A intensidade foi tamanha que houve interrupções colaterais na internet dos EUA simplesmente pelo volume de tráfego roteado por ISPs não envolvidos no ataque.
Esse tipo de ofensiva não pode ser contido com appliances tradicionais de DDoS ou dispositivos on-premise. É por isso que a Plataforma de Segurança Clavis, com monitoramento contínuo, telemetria unificada e análise de tráfego em tempo real, se torna indispensável para identificar anomalias instantaneamente e acionar medidas de resposta antes que sistemas críticos sejam impactados.
O aumento global: 36,2 milhões de ataques já mitigados em 2025
A Cloudflare registrou 8,3 milhões de ataques mitigados no Q3, e já acumula 36,2 milhões no ano — equivalente a 170% de todo o volume de 2024.

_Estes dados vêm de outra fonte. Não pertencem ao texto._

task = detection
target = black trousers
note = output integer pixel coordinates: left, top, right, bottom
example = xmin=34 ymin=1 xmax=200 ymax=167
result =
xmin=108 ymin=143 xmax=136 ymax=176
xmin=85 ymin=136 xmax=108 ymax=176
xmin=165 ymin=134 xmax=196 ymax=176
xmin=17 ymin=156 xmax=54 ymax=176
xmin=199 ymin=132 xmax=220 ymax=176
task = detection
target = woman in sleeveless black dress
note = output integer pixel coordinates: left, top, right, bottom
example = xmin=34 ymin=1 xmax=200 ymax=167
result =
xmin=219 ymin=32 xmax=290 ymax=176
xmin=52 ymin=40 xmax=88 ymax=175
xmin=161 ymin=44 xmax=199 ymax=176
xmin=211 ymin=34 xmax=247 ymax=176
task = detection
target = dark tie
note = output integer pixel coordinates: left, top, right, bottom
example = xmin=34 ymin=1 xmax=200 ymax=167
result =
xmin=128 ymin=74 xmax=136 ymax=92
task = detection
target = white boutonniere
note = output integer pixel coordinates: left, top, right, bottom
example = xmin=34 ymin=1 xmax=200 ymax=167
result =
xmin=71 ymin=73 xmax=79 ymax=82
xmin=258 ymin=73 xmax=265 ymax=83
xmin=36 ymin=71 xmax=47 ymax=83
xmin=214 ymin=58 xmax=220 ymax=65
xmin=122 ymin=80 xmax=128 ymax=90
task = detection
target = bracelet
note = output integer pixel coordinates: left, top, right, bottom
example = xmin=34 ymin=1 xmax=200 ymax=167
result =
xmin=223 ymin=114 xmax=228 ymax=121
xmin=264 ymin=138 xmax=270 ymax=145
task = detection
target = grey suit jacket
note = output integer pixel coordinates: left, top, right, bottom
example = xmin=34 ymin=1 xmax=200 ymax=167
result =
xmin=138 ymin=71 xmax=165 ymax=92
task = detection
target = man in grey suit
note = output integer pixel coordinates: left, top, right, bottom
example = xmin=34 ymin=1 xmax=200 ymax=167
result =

Entre os fatores que impulsionam esse crescimento estão a automação de botnets, o custo cada vez menor de ataques “para alugar” e a expansão da superfície de ataque global.
Para lidar com essa nova escala, o SOC da Clavis opera com:
- Monitoramento 24×7;
- Análise comportamental;
- Resposta a incidentes;
- Triagem inteligente de alertas;
- Suporte contínuo às equipes internas do cliente.
Ataques curtos exigem reação automática; ataques longos exigem resistência operacional. O SOC combina as duas abordagens para garantir a continuidade dos serviços mesmo em cenários extremos.
A mudança nos métodos: rede cresce, HTTP muda de perfil
O relatório mostra que 71% dos ataques registrados em Q3 foram de camada de rede, um aumento de 87% em relação ao trimestre anterior. Os principais vetores incluíram:
- UDP flood (fortemente influenciado pela Aisuru);
- DNS flood;
- SYN flood;
- ICMP flood.
Apesar da queda no volume de ataques HTTP, eles ainda preocupam especialmente setores como a IA generativa, que viu até 347% de aumento mensal em setembro.
Essa combinação cria um ambiente onde ataques volumétricos saturam infraestrutura, enquanto ataques HTTP exploram lógica de aplicação. A abordagem de defesa precisa ser integrada — algo que a Clavis entrega ao combinar Gerenciamento Contínuo de Vulnerabilidades, revisão de arquitetura e políticas de endurecimento para fortalecer cada camada da superfície de ataque.
Setores mais visados e o impacto estratégico
Tensões econômicas, políticas e regulatórias influenciaram diretamente o aumento do número de ataques. Alguns destaques:
- Setor automotivo: subiu 62 posições, tornando-se o 6º mais atacado;
- Mineração e metais: registrou salto expressivo, alinhado às disputas sobre terras raras;
- Empresas de IA: observaram explosões de ataques HTTP conforme debates sobre ética e regulação ganharam força;
- Cibersegurança: tornou-se o 13º setor mais atacado.
Para esses segmentos, resiliência não é apenas um diferencial — é uma necessidade. Por isso, a Clavis complementa suas soluções técnicas com serviços de GRC, planos de continuidade, análises de criticidade e arquitetura de alta disponibilidade, garantindo que empresas críticas se mantenham operacionais mesmo sob pressão.
Uma nova geração de ataques exige uma nova geração de defesa
O relatório da Cloudflare deixa claro: soluções legadas não são suficientes. Ataques pequenos, rápidos e intensos podem ser tão danosos quanto ataques longos; ataques volumétricos podem quebrar camadas de infraestrutura antes mesmo que equipes humanas percebam o que está acontecendo.
A abordagem da Clavis — combinando plataforma unificada, SOC 24×7, inteligência de ameaças, automação e consultoria estratégica — garante que sua empresa esteja preparada não apenas para mitigar ataques, mas para manter-se resiliente, preservar a integridade de sistemas distribuídos e garantir disponibilidade contínua.
O cenário global mudou, mas a segurança pode evoluir junto. Com as soluções da Clavis, sua organização está pronta para enfrentar a nova era dos ataques hipervolumétricos.